ESIP Endorses Guidance for Science on Schema.org Metadata
The Earth Science Information Partners (ESIP) voted to endorse new metadata guidance to help make Earth science data more discoverable and interoperable. The endorsement is of the ESIP Schema.org Cluster’s newly released updates for Science On Schema.Org (SOSO) Guidance Documents version 1.3.0.
Science on Schema.orgThe Schema.org Cluster works on metadata standards to help improve Earth science data discoverability. Credit: Chris Marsicano/ESIP
Across the sciences, researchers produce millions of peer-reviewed scientific papers in hundreds of thousands of publications every year. But this is only one look at research productivity, which many in the Earth science data community see as too narrow and sometimes problematic.
In the era of Big Data and the pressures of “publish or perish,” discoverable and reusable datasets are like diving for pearls — they are hard to find within a whole ocean and hunting skillfully takes years of practice.
To make Earth science data easier to find, Schema.org markup offers a solution through standardization and consistency. In ESIP, the Schema.org Cluster has developed guidelines to help data-generating groups format the metadata on dataset web pages.
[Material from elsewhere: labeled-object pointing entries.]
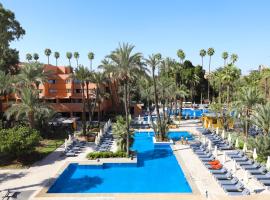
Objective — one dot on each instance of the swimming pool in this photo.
(157, 171)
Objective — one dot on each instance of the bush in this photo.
(18, 141)
(106, 154)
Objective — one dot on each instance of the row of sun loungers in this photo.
(255, 169)
(230, 184)
(74, 148)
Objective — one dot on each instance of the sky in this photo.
(153, 26)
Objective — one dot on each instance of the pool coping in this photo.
(43, 192)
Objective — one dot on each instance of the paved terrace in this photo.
(31, 181)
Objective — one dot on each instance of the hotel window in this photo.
(51, 81)
(52, 90)
(68, 81)
(78, 91)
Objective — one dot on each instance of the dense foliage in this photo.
(18, 141)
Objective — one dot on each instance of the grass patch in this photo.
(45, 147)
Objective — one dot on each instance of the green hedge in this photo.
(106, 154)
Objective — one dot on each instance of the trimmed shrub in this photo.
(18, 141)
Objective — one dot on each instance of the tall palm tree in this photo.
(261, 117)
(153, 62)
(81, 73)
(229, 75)
(181, 55)
(225, 56)
(91, 57)
(234, 58)
(126, 65)
(36, 57)
(76, 56)
(28, 57)
(31, 75)
(29, 107)
(69, 56)
(56, 56)
(6, 85)
(210, 53)
(48, 53)
(202, 54)
(248, 98)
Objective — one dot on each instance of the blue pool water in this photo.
(157, 171)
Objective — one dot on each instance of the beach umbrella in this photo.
(65, 144)
(255, 156)
(246, 177)
(224, 158)
(223, 134)
(205, 124)
(237, 143)
(245, 147)
(268, 163)
(234, 166)
(210, 145)
(229, 138)
(215, 151)
(69, 138)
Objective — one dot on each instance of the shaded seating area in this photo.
(230, 184)
(252, 167)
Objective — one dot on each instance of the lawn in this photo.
(45, 148)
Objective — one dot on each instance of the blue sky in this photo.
(236, 26)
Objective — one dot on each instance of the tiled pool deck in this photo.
(39, 177)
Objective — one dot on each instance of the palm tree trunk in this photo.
(208, 86)
(127, 114)
(31, 119)
(83, 110)
(156, 103)
(228, 95)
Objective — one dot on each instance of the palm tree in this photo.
(36, 57)
(229, 75)
(99, 79)
(6, 85)
(202, 54)
(181, 55)
(153, 62)
(69, 56)
(248, 98)
(28, 57)
(81, 73)
(76, 56)
(126, 66)
(225, 56)
(56, 55)
(29, 107)
(91, 57)
(234, 58)
(48, 53)
(261, 117)
(32, 74)
(210, 53)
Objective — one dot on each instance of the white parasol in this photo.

Clearer metadata in domain-specific formats is like providing a pearl-diving map and seafloor scanner, making datasets easier for search engines to read, categorize, and share.
Now endorsed by the ESIP Partner Assembly, the Science On Schema.Org (SOSO) Guidance Documents version 1.3.0 (DOI 10.5281/zenodo.4477164) can help on multiple scales, from individuals to labs, from research institutions to repositories.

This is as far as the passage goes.